According to the Fiscal Plan, the purpose of many of the income measures already legislated since January, is to attract $924 million to the government.  The 56% of that money would be obtained with the extension of the Law 154 that imposes a tax to foreign companies, the 16%, with Treasury oversight improvements, and the 28%, with the changes made to fares and the rest of amended contributions.

Nevertheless, a 91% increase on the cigarettes tax was also contemplated in the fiscal document. The Legislature, however, left the increase in 74%. On the other hand, the raise on the traffic fine tickets that was initially thought around a 10%, ended with a very much higher rate. Some extra oficial estimations place the increase of fines in a 50%. That means, if an infraction demanded a $100 fine, under the new scheme, the infractor will have to pay about $150.

The income projection that generated more doubts is the one expected with a better Treasury oversight towards taxpayers. This includes the efforts on collecting the IVU over internet trading, an increase in electronic process.

 Jesús Manuel Ortiz, representative of the minority Popular Democratic Party, indicated that this collection estimation by Treasury oversight is one of the most uncertain because of the wide margin of error of the projections.

 “This has been seen before. Governments plea that with administrative changes in the Treasury they can collect more but then it does not suffice. In this matter it must be remembered that when the taxes are raised the economy is contracted and that disminishes the government incomes”, stated Ortiz.

The Internal Revenue assistant secretary, however, explained that this estimation has a series of specific initiatives that were measured at the moment of creating the estimations.

 “It is not collecting $150 millions just because. This is framed inside a series of specific strategies”, explained the official.

The effect in the economy

The income increase of $924 million, only in the central government, along with $951 million expense cuts, will generate a fall of the Gross National Product, in constant values, close to 4.2%, according to the last economic growth projection made as part of the next fiscal year budget.

This, however, does not contemplate the fiscal initiatives that are going to be taken at a municipal level nor the tax changes in some of the public corporations.

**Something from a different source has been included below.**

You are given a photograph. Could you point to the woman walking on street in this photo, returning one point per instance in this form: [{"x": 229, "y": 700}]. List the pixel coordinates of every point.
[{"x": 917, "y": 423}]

The estimation of economic growth is two tenths higher than the projection included in the Fiscal Plan and it is, by far, lower that the anticipated last December. At that time it was believed that the fiscal cliffs would generate a fall of almost 16% in the economy.

Parés Alicea indicated that this projections contemplate all the changes that were programmed for the government in the Fiscal Plan. He also noted that he thinks that the recommendations or new fares in the public corporations are also included. However, the impact off the decisions taken at a municipal level is not necessary integrated.